J Comput Biol. 2011 Sep;18(9):1077-86. doi: 10.1089/cmb.2011.0097.
Given two genomes with duplicate genes, Zero Exemplar Distance is the problem of deciding whether the two genomes can be reduced to the same genome without duplicate genes by deleting all but one copy of each gene in each genome. Blin, Fertin, Sikora, and Vialette recently proved that Zero Exemplar Distance for monochromosomal genomes is NP-hard even if each gene appears at most two times in each genome, thereby settling an important open question on genome rearrangement in the exemplar model. In this article, we give a very simple alternative proof of this result. We also study the problem Zero Exemplar Distance for multichromosomal genomes without gene order, and prove the analogous result that it is also NP-hard even if each gene appears at most two times in each genome. For the positive direction, we show that both variants of Zero Exemplar Distance admit polynomial-time algorithms if each gene appears exactly once in one genome and at least once in the other genome. In addition, we present a polynomial-time algorithm for the related problem Exemplar Longest Common Subsequence in the special case that each mandatory symbol appears exactly once in one input sequence and at least once in the other input sequence. This answers an open question of Bonizzoni et al. We also show that Zero Exemplar Distance for multichromosomal genomes without gene order is fixed-parameter tractable in the general case if the parameter is the maximum number of chromosomes in each genome.

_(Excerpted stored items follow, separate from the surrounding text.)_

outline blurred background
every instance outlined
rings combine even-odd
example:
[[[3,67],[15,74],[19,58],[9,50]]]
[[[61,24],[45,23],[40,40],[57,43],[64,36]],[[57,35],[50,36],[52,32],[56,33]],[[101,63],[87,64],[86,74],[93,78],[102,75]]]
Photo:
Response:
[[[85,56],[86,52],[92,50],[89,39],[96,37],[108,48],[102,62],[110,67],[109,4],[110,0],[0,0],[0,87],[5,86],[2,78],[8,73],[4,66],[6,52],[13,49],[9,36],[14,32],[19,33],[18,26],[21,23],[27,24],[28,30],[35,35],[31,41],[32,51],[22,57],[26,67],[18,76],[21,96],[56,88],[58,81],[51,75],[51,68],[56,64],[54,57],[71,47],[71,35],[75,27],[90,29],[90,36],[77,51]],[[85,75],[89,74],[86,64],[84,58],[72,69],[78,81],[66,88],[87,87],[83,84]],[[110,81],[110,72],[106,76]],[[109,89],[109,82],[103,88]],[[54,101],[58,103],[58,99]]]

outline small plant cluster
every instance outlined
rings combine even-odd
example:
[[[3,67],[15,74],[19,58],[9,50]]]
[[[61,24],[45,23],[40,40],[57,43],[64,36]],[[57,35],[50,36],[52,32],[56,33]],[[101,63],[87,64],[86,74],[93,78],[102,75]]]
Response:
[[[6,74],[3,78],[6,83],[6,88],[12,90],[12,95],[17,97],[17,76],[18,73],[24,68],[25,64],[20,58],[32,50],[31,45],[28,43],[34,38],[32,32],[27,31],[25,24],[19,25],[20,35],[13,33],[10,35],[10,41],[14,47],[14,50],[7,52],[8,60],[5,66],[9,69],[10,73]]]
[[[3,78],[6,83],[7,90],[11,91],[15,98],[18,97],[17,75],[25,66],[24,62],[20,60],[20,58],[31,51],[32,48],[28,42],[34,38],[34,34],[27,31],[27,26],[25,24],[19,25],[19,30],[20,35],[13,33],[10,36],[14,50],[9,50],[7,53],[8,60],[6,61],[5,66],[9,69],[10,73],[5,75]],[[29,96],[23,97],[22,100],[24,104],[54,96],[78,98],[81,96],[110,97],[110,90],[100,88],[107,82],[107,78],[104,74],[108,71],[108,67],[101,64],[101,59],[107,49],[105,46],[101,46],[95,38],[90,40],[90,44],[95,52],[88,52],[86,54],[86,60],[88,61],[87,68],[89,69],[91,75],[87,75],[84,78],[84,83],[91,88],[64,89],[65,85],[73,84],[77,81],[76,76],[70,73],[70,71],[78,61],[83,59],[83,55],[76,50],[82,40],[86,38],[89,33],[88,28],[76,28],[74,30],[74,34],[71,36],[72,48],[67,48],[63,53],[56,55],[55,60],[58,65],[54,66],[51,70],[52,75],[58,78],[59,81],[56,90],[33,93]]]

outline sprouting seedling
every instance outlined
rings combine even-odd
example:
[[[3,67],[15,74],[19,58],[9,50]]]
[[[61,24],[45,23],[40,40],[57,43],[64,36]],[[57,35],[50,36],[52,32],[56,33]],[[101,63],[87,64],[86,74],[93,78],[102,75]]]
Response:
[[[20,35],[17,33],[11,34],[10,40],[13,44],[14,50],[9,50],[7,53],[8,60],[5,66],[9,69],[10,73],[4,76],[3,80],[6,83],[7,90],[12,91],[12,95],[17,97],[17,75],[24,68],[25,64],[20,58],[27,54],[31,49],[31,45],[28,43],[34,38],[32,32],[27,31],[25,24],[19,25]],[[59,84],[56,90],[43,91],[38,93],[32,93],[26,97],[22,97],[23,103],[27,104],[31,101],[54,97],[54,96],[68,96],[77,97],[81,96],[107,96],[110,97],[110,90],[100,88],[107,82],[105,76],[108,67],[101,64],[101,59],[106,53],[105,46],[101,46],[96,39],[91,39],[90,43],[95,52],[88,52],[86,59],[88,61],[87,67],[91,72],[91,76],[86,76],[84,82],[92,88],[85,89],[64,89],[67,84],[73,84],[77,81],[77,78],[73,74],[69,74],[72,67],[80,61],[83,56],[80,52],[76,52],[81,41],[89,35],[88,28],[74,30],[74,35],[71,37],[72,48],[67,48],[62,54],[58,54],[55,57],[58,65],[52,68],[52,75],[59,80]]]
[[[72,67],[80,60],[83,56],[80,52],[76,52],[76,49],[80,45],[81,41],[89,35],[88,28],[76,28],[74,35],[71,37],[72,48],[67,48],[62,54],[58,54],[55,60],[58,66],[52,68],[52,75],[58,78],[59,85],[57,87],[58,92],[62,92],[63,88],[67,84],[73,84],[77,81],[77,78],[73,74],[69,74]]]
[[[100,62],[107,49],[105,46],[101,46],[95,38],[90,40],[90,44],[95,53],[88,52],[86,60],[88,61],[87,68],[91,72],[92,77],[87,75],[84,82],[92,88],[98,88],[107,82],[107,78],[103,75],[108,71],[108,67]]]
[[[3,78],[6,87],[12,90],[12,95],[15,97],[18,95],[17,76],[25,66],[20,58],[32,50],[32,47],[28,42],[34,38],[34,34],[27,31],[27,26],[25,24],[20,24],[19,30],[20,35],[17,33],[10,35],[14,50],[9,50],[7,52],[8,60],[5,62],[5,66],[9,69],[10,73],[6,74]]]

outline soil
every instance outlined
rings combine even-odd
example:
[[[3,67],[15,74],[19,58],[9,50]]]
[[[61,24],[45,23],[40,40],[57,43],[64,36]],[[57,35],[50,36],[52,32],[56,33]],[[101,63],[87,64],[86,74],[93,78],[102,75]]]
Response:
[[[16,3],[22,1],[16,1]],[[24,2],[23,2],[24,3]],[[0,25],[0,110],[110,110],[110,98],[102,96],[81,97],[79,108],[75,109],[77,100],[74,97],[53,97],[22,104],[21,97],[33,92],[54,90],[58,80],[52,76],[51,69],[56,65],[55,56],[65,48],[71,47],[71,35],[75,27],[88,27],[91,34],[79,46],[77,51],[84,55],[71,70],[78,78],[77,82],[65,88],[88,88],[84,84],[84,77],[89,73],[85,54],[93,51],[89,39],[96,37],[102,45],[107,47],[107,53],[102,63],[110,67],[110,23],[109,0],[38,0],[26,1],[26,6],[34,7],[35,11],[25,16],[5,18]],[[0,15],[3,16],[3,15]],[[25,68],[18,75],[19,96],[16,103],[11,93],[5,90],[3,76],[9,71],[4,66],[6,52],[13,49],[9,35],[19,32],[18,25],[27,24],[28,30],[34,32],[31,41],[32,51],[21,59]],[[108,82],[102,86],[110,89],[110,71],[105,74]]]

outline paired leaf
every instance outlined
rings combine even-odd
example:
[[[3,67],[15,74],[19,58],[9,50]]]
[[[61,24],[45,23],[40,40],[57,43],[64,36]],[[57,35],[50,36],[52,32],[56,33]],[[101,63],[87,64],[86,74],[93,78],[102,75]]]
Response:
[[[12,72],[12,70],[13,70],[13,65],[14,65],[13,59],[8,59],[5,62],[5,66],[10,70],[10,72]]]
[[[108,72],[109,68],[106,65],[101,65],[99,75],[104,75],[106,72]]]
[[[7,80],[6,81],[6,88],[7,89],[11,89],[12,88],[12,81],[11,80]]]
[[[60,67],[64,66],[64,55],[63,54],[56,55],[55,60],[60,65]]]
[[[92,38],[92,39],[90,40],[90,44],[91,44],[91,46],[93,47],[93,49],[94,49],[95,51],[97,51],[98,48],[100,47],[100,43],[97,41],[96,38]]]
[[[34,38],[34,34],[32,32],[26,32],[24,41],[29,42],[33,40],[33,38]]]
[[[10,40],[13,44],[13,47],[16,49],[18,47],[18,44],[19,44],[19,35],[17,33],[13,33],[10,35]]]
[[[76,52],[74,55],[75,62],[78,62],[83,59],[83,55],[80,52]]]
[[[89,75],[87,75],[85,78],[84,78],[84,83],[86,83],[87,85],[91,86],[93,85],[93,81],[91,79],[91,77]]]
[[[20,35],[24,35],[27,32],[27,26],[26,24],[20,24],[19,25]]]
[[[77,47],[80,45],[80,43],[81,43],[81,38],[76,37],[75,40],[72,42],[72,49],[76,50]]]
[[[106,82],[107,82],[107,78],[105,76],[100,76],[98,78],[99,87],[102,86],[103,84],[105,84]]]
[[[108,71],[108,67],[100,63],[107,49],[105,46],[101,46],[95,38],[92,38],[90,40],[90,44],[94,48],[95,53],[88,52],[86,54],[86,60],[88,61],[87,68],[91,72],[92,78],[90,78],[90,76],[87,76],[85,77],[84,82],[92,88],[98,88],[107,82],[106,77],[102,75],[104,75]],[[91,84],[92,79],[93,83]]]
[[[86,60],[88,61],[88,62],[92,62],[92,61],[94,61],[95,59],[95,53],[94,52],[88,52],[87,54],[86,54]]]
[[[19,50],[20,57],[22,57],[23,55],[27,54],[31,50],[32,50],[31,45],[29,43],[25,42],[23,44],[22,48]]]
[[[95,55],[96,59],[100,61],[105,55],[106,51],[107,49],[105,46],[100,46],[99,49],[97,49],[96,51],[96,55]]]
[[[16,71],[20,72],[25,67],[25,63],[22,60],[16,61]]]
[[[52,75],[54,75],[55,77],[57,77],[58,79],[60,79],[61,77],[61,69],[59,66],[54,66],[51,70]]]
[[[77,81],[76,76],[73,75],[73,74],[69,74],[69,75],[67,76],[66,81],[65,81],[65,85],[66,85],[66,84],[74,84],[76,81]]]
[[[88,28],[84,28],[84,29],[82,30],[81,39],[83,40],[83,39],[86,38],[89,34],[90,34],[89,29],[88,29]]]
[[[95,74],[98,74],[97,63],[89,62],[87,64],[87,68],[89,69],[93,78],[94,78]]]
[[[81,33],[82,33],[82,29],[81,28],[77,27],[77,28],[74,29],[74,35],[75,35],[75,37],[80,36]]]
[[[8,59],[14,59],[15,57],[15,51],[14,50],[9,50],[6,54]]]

给定两个具有重复基因的基因组,零范例距离问题是确定通过删除每个基因组中每个基因的除一个拷贝之外的所有拷贝,这两个基因组是否可以简化为没有重复基因的相同基因组。布林、费尔坦、西科拉和维亚莱特最近证明,即使每个基因在每个基因组中最多出现两次,单染色体基因组的零范例距离也是NP难的,从而解决了范例模型中基因组重排方面一个重要的开放性问题。在本文中,我们给出了这个结果的一个非常简单的替代证明。我们还研究了无基因顺序的多染色体基因组的零范例距离问题,并证明了类似的结果,即即使每个基因在每个基因组中最多出现两次,它也是NP难的。在积极的方向上,我们表明,如果每个基因在一个基因组中恰好出现一次,而在另一个基因组中至少出现一次,那么零范例距离的两个变体都允许多项式时间算法。此外,在每个强制符号在一个输入序列中恰好出现一次且在另一个输入序列中至少出现一次的特殊情况下,我们为相关问题范例最长公共子序列提出了一个多项式时间算法。这回答了博尼佐尼等人的一个开放性问题。我们还表明,如果参数是每个基因组中的最大染色体数,那么在一般情况下,无基因顺序的多染色体基因组的零范例距离是固定参数可处理的。